In what other sport do you have one set of rules for creating lineups for half the league, and another set of rules for the other half?
It’s akin to the National Football League deciding that all the American Conference teams can now use a 12th person on offense (like the New England Patriots need any more help).
Let’s take a look at how the whole thing began. But first, some points about designated hitters.
NOTE: In the shortened 60-game 2020 season, both the National and American Leagues will use the DH.
The Designated-Hitter Rule
For you youngsters out there, or people who have stumbled across this article by some kind of strange search engine accident, here’s what we’re talking about.
Every team in baseball must have a lineup of nine batters for a game. But in the American League, pitchers don’t have to hit. Instead, teams put another hitter in the lineup, typically one of the best hitters on the team.
In the National League, the rules remain the same as they have been since the 19th century: pitchers hit, usually at the bottom of the order, as Abner Doubleday intended.
Effects of the DH
This leads to all kinds of complications. For example, when teams from the opposing leagues play each other, the DH is only used in the American League home parks. And American League teams can’t use a DH when visiting National League parks. Clearly, this puts a visiting team at a disadvantage, as they are built to play one way but must now play in another.
Other issues:
- American League managers don’t have to send in a pinch hitter for pitchers in clutch situations late in a game
- Stats for offenses get wonky because American League teams consistently have stronger hitting lineups
- As any purist will point out, a designated hitter does not have to play in the field, which kind of goes against one of the fundamental principles of baseball: you have to be able to field a position
- The DH certainly has extended some careers of great hitters who would not normally be able to crack a lineup if they had to put on a glove
- The DH also allows American League managers to rotate the spot through the lineup, giving a player a partial day off by having them bat but not play the field
There’s more, but you get the idea. The DH is one of the weirdest things in sports.
The Creation of the DH
It likely comes as no surprise that the DH came about because someone got tired of watching pitchers whiffing while at bat, an easy out if ever there was one. That person, according to baseball legend and press reports from the time, was legendary Philadelphia Athletics Manager Connie Mack.
Pitchers, after all, are selected for their pitching skills, not their hitting skills. However, when Mack suggested making a change in 1906, it didn’t fly. And another attempt, this time by National League President John Heydler in the 1920s, also didn’t take.
But then came the 1960s, when pitchers began dominating in a way they hadn’t since the dead-ball era. And team owners, worried even back then about the game being too slow and unexciting, began devising ways to give hitters a better chance.
They made the strike zone smaller. They lowered the height of the pitching mound.

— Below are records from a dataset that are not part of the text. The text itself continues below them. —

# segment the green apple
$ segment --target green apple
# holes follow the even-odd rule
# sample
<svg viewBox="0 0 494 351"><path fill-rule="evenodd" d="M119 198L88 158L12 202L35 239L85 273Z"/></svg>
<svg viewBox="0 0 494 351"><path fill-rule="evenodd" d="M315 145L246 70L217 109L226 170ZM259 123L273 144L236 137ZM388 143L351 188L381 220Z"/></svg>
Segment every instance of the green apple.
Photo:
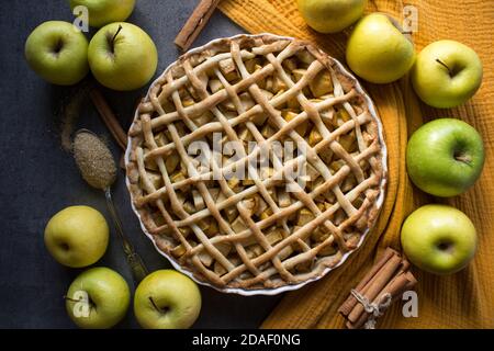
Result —
<svg viewBox="0 0 494 351"><path fill-rule="evenodd" d="M366 0L299 0L305 22L317 32L340 32L363 14Z"/></svg>
<svg viewBox="0 0 494 351"><path fill-rule="evenodd" d="M49 219L45 245L59 263L81 268L97 262L106 251L109 228L103 215L88 206L70 206Z"/></svg>
<svg viewBox="0 0 494 351"><path fill-rule="evenodd" d="M67 292L65 307L80 328L105 329L122 320L130 302L131 291L122 275L98 267L76 278Z"/></svg>
<svg viewBox="0 0 494 351"><path fill-rule="evenodd" d="M406 147L406 168L417 188L436 196L456 196L479 179L484 146L468 123L439 118L419 127Z"/></svg>
<svg viewBox="0 0 494 351"><path fill-rule="evenodd" d="M426 104L454 107L469 100L482 82L482 63L473 49L454 41L427 45L412 68L412 83Z"/></svg>
<svg viewBox="0 0 494 351"><path fill-rule="evenodd" d="M113 90L144 87L158 65L158 52L149 35L125 22L102 27L89 43L88 53L94 78Z"/></svg>
<svg viewBox="0 0 494 351"><path fill-rule="evenodd" d="M88 39L68 22L37 26L25 42L24 55L30 67L54 84L76 84L89 72Z"/></svg>
<svg viewBox="0 0 494 351"><path fill-rule="evenodd" d="M348 38L346 57L357 76L372 83L389 83L412 68L415 49L394 20L372 13L356 24Z"/></svg>
<svg viewBox="0 0 494 351"><path fill-rule="evenodd" d="M447 205L425 205L403 223L402 247L419 269L450 274L462 270L476 250L476 231L470 218Z"/></svg>
<svg viewBox="0 0 494 351"><path fill-rule="evenodd" d="M143 328L186 329L201 312L201 292L188 276L160 270L146 276L135 291L134 314Z"/></svg>
<svg viewBox="0 0 494 351"><path fill-rule="evenodd" d="M100 27L112 22L123 22L134 11L135 0L70 0L70 8L86 7L89 25Z"/></svg>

And, in 1973, American League owners decided to allow for a DH on a three-year trial that, as of this writing, has now extended to 43 seasons. The rule – 5.11 – can be found by searching for it in the very complicated official rule book of Major League Baseball.
At any rate, the National League teams refused to participate, another streak that’s lasted 43 seasons.
And so, on April 6, 1973, New York Yankee Ron Blomberg strode to the plate at Fenway Park as the first designated hitter ever in history against the Boston Red Sox. And he was walked. And so, the DH era began with a whimper and not a bang.
But the controversy remains. Talks of the National League adopting the DH have come and gone over the years, despite statements such as this one from Hank Steinbrenner, a part owner of the Yankees, who said the National League needs to “join the modern age.”
Expect the debate to continue. Although given the stubborn and opinioned nature of many in baseball, it’s impossible to say who will “win.”